A record-breaking bonus season kicked off 2007 with a bang. As an unprecedented $23.9 billion in bonuses flooded the New York marketplace, leading Wall Streeters to invest their earnings in new sports cars, rare bottles of wine and valuable pieces of New York real estate. During this period, 38 single-family townhouses sold for $10 million or more, and the Harkness Mansion on E. 75th Street sold for a recordbreaking $53 million. New York's immense wealth continued to buoy the real estate sector at a time when other housing markets throughout the nation were suffering.
Following the rush of sales during bonus season, late spring saw a healthy rationalization. Sales slowed, but remained strong, prompting many to begin looking past the much-feared bursting of the housing bubble. Many homebuyers who had been sitting on the sidelines failed to see prices fall as they had expected, and they finally jumped back into the market. Houses no longer sold themselves, as they had in previous years, and the role of brokers became even more influential in the home buying process. Nonetheless, demand was solid.
In June, New York State lawmakers passed their own set of changes to the 421-a tax abatement program, expanding on new restrictions passed by the city. The State expanded the neighborhoods in which, to receive tax benefits, 20 percent affordable units must be included within the building. Governor Spitzer ultimately signed a revised bill into law in October, using the State's revised exclusionary zone, but with some adjustments pertaining to the Atlantic Yards development.
As July closed, the nation was faced with a sub-prime market meltdown. Thousands of homeowners throughout the country had begun to default on payments for then adjustable mortgages as interest rates rose. In New York, many homebuyers found it difficult to secure mortgages, but this did not affect the market as it did throughout the country. Many experts attribute this to the fact that New Yorkers are already accustomed to high financial requirements implemented by co-op boards. In addition, many of the homes for sale in the city require incomes usually associated with credit-worthy buyers.

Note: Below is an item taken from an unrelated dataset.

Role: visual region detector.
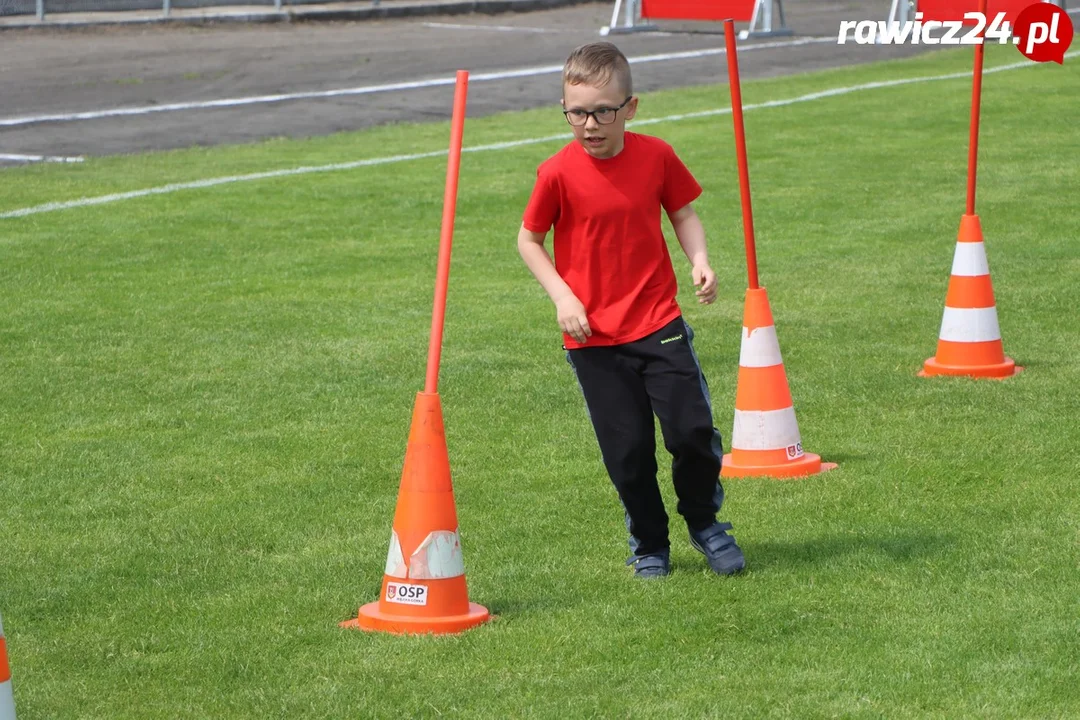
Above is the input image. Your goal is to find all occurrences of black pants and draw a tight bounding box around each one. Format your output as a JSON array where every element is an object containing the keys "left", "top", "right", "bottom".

Despite the credit crunch, New York saw a remarkably positive third quarter. Sales did drop slightly from the second quarter, but third-quarter reports from many brokerage firms showed the number of sales was up by 60 percent from 2006. It seems that sellers had been realistic in pricing, helping to spur more sales.
While there is no way to fully anticipate the extent to which the credit crunch will impact the New York residential market, the forecast for 2008 is generally positive. As the terrain continues to shift, it may well test seasoned versus inexperienced brokers and developers. Foreign buyers continue to fuel the market in unprecedented numbers, and new development is constantly transforming areas like far west Chelsea into flourishing neighborhoods. The city's economic engine may be powerful enough to advance for another year.
BY JAMIE HEIBERGER-JACOBSEN, FOUNDING PARTNER & PRESIDENT, HEIBERGER & ASSOCIATES, P.C.